The public surface of ProblemDefinition in 1.0.0 is intentionally small: from_path, model_validate, add_input_features, add_output_features, save_to_file, and the four model fields (input_features, output_features, train_split, test_split). The previous constant_features_identifiers accessors and the get_*_split_* / set_*_split_* helpers were removed together with the in/out identifier accessors; splits are now read and assigned directly via the train_split / test_split attributes, and feature lists are normalized (stringified, sorted, deduplicated, non-empty) by pydantic validators.
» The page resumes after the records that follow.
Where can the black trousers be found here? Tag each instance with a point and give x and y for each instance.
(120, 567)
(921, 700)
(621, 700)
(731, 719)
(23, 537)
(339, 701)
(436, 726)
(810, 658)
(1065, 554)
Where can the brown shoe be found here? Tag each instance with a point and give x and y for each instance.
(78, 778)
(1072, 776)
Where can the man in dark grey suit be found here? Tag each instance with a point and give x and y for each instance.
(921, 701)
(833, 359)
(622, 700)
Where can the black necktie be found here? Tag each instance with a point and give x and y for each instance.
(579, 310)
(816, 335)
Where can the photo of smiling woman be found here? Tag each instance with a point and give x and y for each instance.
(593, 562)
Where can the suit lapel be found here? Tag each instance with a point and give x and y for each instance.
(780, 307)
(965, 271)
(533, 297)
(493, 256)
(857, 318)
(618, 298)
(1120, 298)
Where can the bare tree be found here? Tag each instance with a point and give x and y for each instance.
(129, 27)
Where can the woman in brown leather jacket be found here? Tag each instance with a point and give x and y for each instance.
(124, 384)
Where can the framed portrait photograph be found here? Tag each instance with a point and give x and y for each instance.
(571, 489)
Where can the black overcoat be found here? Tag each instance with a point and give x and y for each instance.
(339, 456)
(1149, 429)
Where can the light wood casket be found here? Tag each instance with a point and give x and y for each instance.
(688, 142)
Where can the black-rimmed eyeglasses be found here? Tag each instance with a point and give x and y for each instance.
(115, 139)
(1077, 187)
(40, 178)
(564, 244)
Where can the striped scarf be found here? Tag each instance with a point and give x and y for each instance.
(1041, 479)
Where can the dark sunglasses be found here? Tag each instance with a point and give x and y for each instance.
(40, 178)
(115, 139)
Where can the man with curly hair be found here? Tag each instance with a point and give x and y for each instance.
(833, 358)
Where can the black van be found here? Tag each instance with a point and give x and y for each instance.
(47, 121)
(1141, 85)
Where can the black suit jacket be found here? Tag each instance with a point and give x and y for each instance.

The problem name is no longer stored in the model — on disk it is the YAML filename stem, in memory it is the dictionary key returned by load_problem_definitions_from_disk. See the Problem definition concept page and the problem_definition API.

Storage / CGNS backend¶

The constant/variable mechanism used in the CGNS backend reading and writing paths was removed. If you relied on that distinction at the storage level, review your read/write code against the current backend API and the CGNS backend API. The on-disk layout written by save_to_disk (shared metadata + per-backend payloads) is described in the Disk format concept page, and the three backends (hf_datasets, cgns, zarr) are compared in the Conversion tutorial.

New in v1.0.0¶

v1.0.0 also introduces new building blocks you can adopt:

plaid.infos — a dedicated pydantic Infos class, now living at the same level as ProblemDefinition (see Infos).
plaid-viewer — an interactive trame application for visual dataset exploration (see Viewer).
plaid-check — a CLI tool that validates the integrity of a local PLAID dataset (on-disk layout, infos.yaml, splits, sample conversion, invalid numeric values, duplicated samples, and optional problem definitions); see Dataset check.

Upgrading from an older 0.1.x release¶

If you are upgrading from a release earlier than 0.1.15, first move up to 0.1.15 and account for the intermediate breaking changes documented in the CHANGELOG.md, in particular:

0.1.15 — save_to_disk API simplified: generators replaced by sample_constructor and ids.
0.1.13 — get_mesh renamed to get_tree; get_<x>_assignment renamed to resolve_<x> (e.g. get_time_assignment → resolve_time).
0.1.11 — get_all_mesh_times() renamed to get_all_time_values(); FeatureIdentifier moved from plaid.types to plaid.containers; Python 3.10 support dropped.
0.1.10 — Sample restructured to store globals at time steps (scalars and time series unified into CGNS trees).
0.1.8 — Dataset.from_tabular → Dataset.add_features_from_tabular; Dataset.from_features_identifier → Dataset.extract_dataset_from_identifier; Sample.from_features_identifier → Sample.extract_sample_from_identifier.

Once on 0.1.15, follow the Upgrade to v1.0.0 from 0.1.x section above.